April Hoogerhuies got the phone call in the middle of packing up her home in Las Vegas, frantically trying to get things ready in case the Hermits Peak/Calf Canyon inferno forced her to evacuate.
“Is your land for sale?” the caller inquired.
It was two weeks after the wildfire started, and the blaze was imperiling people’s lives — evacuation orders were in the offing for nearly every village from Mora to Las Vegas. Hoogerhuies could already see flames engulfing the nearby hills.
“This isn’t the time or place for this,” she replied.
The caller rattled off a company name too quickly to note, but it was clear she wanted to buy a plot of undeveloped property that Hoogerhuies and her husband Daniel own in Manuelitas, just east of Hermits Peak. The couple maintains a greenhouse on the land, where they plant crops like pumpkins, radishes and tomatoes.
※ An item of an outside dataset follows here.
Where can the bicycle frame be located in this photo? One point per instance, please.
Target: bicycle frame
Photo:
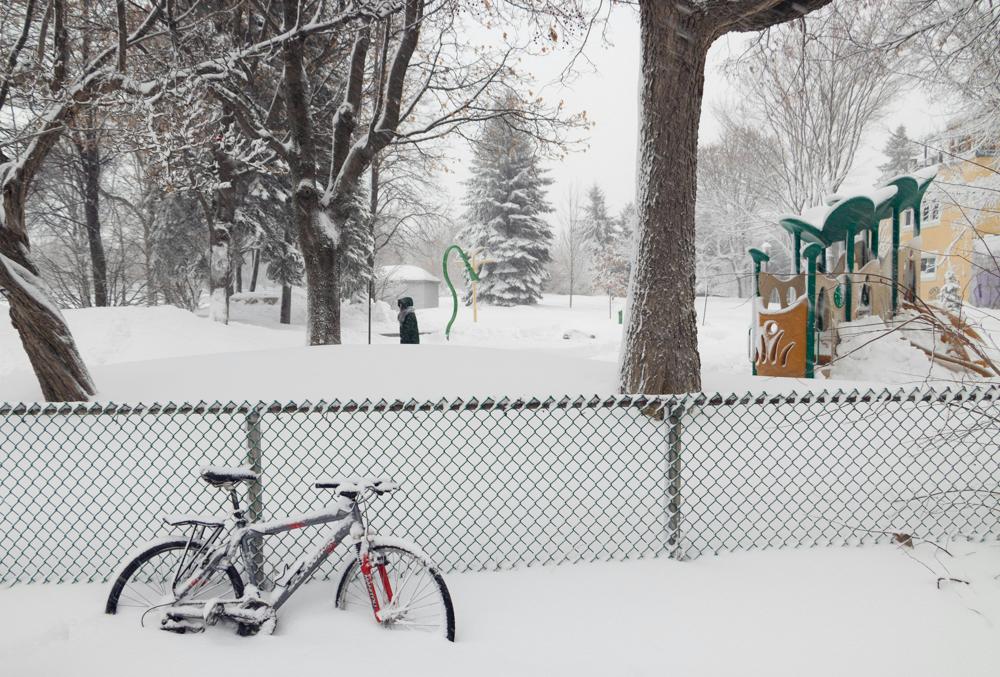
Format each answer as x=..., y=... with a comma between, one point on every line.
x=345, y=519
Hoogerhuies was in a frenzy, packing up papers and medications while also trying to find a place for her elderly parents, in case they, too, needed to evacuate. Making a real estate deal was the farthest thing from her mind.
“I didn’t even know whether I was gonna have a house, much less property,” she said.
In the weeks to follow, Hoogerhuies and her husband received several more offers for their six acres. Their answer always remained the same: No.
This story was written by Searchlight New Mexico and is republished with permission.
Across the fire zone, residents say they have seen an alarming pattern emerge: Companies are sending unsolicited letters and emails or making phone calls with quick, cash offers on land that either completely burned or was threatened by the fire, the biggest in New Mexico history.
“I feel I’ve been spotted by circling vultures,” said Leah Tenorio-Acosta, who owns several adjoining properties in Taos Canyon.
A letter from the Texas-based Peak Land Ventures arrived at her home within a week of her Taos land being put on “ready” evacuation status. It came complete with a property purchase agreement and cash offer. The company, the letter said, “pays cash for unused & unwanted land.” All that was needed was a signature by May 6, 2022.
Peak Land Ventures LLC was established in January of this year, according to filings from the Texas Secretary of State. Oliver Mulamba, who is listed as a managing member of the company, is described on LinkedIn as the chief technology officer for AquaSmart, a materials science company with a stated expertise in water, agriculture and, among many things, “increasing production in oil and gas.” Multiple requests for comment from Peak Land Ventures were not answered.
Tenorio-Acosta rebuffed the purchase offer but feared that others might take the money, even if their land — like hers — had been in the family for many generations. And even if the offer was for a steeply reduced price.
“We don’t want to start losing our gente (people) over a forest fire,” said Ralph Vigil, chairman of the New Mexico Acequia Commission and owner of Molino de la Isla Organics, in Pecos. He said he dreads a future where the disconsolate sell land in desperation and temporary displacement becomes a permanent fact of life.
This could be the “real Milagro Beanfield War,” suggested Vigil, referring to the novel and film about a New Mexico village that battles outside developers. “It’s an environmental issue. It’s a conservation issue. It’s a moral issue. It’s a food security issue. There are so many issues tied together if we start selling out, and if we’re allowed to be consumed by developers from cities who only have profit in mind.”
Unsolicited offers are nothing new. Savvy real estate investment involves buying and selling property for a profit, and this can include buying property damaged by hurricanes, earthquakes, fires and other disasters. Appropriate development can even be a lifeline for battered communities.
But post-disaster exploitation is a known problem. And in the last two decades, it’s become commonplace for “disaster investors” to capitalize on the chaos that ensues after catastrophes, a practice that’s been dubbed disaster capitalism. From the corporate profiteering and privatization in the wake of Hurricane Katrina to land grabs made after the deadly Camp Fire in Northern California, the playbook is the same. Plummeting home and land values, lack of insurance, feelings of hopelessness, and the slow trickle of federal relief all compel people to sell their properties. Some may benefit. Others sell for bargain-basement prices to buyers who develop or resell for sizable profits down the road.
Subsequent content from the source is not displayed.